Özgener, yıl başından bu yana enflasyon ise yüzde 42,35 seviyesine geldiğini dile getirerek, “Bu nedenle, ilk planda enflasyon artışlarının kontrol altına alınması ve bu yol ile istihdamın da korunması gerektiği düşüncesindeyiz. Aksi takdirde enflasyona paralel olarak yüksek ücret artışlarının da devamı kaçınılmaz olacaktır. Doğrudan para politikası tepkisi olmadan ve enflasyon beklentileri kontrol altına alınmadan yapılan ücret artışları en düşük gelir grubunu, enflasyona karşı kalıcı olarak koruyamayacaktır. Enflasyonun her kesim açısından parasal bir illüzyon olduğunu görmekteyiz. Böyle bir ortamda gelir eşitsizliği artıyor ve ücretliler en çok zarar gören kesim oluyor. Sadece mutlak harcamalarındaki artışlara bakınca enflasyon şirketlere yarıyor gibi görünebiliyor ancak şirketlerin bu durumdan fayda sağladığına dair genellemeleri yanlış buluyorum. Bunu, son açıklanan bilanço değerlendirmeleri de teyit ediyor” diye konuştu.

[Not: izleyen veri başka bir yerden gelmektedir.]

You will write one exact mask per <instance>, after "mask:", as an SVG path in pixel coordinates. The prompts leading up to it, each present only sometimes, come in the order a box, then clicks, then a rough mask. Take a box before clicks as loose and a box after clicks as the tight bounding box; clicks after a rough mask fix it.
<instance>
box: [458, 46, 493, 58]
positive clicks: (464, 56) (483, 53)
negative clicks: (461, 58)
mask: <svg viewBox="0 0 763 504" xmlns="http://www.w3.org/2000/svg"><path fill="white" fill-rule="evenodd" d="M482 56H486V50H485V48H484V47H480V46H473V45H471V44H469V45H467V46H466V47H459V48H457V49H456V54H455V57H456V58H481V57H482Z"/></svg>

“Yabancı yatırımlardaki pay azalıyor”
2020 yılında yüzde 44,7 olan kısa vadeli mali borçların toplam mali borçlar içindeki payının, beş yıl aradan sonra yeniden yüzde 50’ye yükselmesi ve 2022’in ilk çeyreği sonunda ekonomimizdeki sektörler arası finansal yükümlülüklerin yıllık olarak yüzde 60 artmış olmasının, artan risk göstergesinin yanı sıra önümüzdeki yılların rekabet azaltıcı bir unsuru olarak ele alınması gerektiğini belirten Özgener, “Çünkü eldeki diğer veriler, finansal yükümlülüklerin artmasının, diğer ülkelere kıyasla, yatırımların artmasıyla sonuçlanmadığını da gösteriyor. Dünya Bankası'nın Global Yatırım Rekabetçilik Raporu verilerine göre Türkiye, Çin’den sonra mevcut yabancı yatırımcıların yatırım planlarının en fazla ertelendiği ikinci ülke konumunda. Yabancı yatırımcılar yatırım planlarını azaltırken, yerli şirketler ise rekabet baskısının yurtiçi rekabetten değil, yurtdışı kaynaklı olarak arttığından şikayet ediyor” açıklamasını yaptı.

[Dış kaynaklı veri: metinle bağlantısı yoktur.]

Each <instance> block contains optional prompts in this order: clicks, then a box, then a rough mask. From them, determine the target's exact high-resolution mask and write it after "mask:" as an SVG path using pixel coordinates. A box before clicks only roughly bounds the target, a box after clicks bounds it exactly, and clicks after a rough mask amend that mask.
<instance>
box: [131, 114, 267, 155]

“Değişikliğe gidilirse telafi mümkün”
Özgener, Amerika Merkez Bankası FED ile birlikte diğer gelişmekte olan ülkelerin merkez bankaları ve en son olarak da Avrupa Merkez Bankasının faiz arttırdığı bir ortamda, bizim faizleri sabit tutulması yönünde görüşlerini paylaşarak, “Gördüğünüz gibi ülkemiz ekonomisinin en öncelikli sorunu enflasyon. Son 10 aydır yaptığımız bütün analizler enflasyon problemine doğru politika tepkisi verilmediği, zaman içinde tahribatın artacağı ve bu işin Türkiye ekonomisinde kazanan yaratmasının mümkün olmadığı şeklindeydi. Gelinen durum ve göstergeler bu analizleri teyit ediyor. Önümüzdeki süreçte gerekli politika değişiklikleri yapılırsa, kaybettiğimiz zaman ve rekabet gücümüzün telafisinin mümkün olacağına inanıyoruz” ifadelerini kullandı.

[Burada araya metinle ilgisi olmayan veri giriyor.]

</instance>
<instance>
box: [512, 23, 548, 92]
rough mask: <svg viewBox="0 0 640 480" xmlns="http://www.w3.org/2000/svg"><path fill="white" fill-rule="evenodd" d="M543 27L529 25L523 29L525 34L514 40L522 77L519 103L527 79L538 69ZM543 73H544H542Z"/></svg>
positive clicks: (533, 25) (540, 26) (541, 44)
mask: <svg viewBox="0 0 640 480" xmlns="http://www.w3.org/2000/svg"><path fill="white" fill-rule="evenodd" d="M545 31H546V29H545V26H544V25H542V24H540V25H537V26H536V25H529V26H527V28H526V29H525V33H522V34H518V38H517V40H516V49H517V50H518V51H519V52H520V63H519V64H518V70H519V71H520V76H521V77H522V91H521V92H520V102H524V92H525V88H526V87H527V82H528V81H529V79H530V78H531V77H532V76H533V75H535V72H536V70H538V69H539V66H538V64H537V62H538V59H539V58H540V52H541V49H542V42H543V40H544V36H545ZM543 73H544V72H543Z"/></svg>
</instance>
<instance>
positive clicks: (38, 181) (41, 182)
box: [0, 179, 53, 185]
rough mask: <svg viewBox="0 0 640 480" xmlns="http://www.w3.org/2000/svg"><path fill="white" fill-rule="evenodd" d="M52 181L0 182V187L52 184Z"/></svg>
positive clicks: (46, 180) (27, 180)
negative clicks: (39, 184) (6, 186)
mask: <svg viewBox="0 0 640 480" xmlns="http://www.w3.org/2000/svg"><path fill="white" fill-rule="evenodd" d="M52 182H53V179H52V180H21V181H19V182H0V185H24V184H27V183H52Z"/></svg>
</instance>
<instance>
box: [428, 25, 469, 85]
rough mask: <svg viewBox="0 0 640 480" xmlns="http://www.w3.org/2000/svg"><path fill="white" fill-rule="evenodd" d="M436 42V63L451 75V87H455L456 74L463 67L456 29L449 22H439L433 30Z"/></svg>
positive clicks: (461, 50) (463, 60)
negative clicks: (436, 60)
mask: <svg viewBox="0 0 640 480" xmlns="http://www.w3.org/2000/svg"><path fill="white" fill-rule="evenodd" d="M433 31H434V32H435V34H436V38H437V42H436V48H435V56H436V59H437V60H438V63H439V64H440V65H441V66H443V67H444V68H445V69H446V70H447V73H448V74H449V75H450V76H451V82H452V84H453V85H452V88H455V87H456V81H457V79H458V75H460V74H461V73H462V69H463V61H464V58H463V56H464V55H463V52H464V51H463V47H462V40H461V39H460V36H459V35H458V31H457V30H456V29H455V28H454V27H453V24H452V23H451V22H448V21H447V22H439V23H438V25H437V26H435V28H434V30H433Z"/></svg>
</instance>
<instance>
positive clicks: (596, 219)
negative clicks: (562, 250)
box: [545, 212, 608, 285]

“Kentimizin sanayi gücü tescillendi”
TOBB tarafından onaylanan sanayi kapasite raporlarının bir araya gelmesi ile oluşan, içerisinde 90 bin üreticinin makine parkı, üretim, ham madde ve iletişim bilgilerinin yer aldığı TOBB Sanayi Veritabanı’na kayıtlı verilerden derlenen Sanayinin Liderleri Programı açıklandığını belirten Özgenler şunları söyledi:
“Bu sene ilki gerçekleştirilen çalışma sonucunda 2021 yılında, 2020’ye göre, 4 bin üründen 2 bin 463’ünde üretim kapasitesi arttı. Sektörler bazında bakıldığında, üretim kapasitesi en fazla Makine ve Ekipman İmalatı, Kimyasal Ürünler İmalatı ve Gıda Ürünleri İmalatı Sektörlerinde arttı. Sanayinin Liderleri Programı kapsamında iller incelendiğinde İstanbul, bin 809 ürünün her birinde sahip olduğu üretim kapasitesiyle ilk sırada yer aldı. İstanbul’u bin 28 ürünle İzmir, 772 ürünle Kocaeli takip etti. İzmir gıda, tütün ve rafine edilmiş petrol sektörlerinde birinci sırada yer aldı. İllerin üretebildikleri ürünlerin çeşitliliğinin göstergesi olan analiz sonucunda ise İstanbul 2 bin 621, İzmir 2 bin 300 ve Ankara ise bin 954 farklı ürün üretebilme kapasitesiyle ilk üçte yer aldı. Üretimle ilgili bu yeni açıklama, kentimizin üretim ve sanayi gücünü bir kez daha tescilledi.”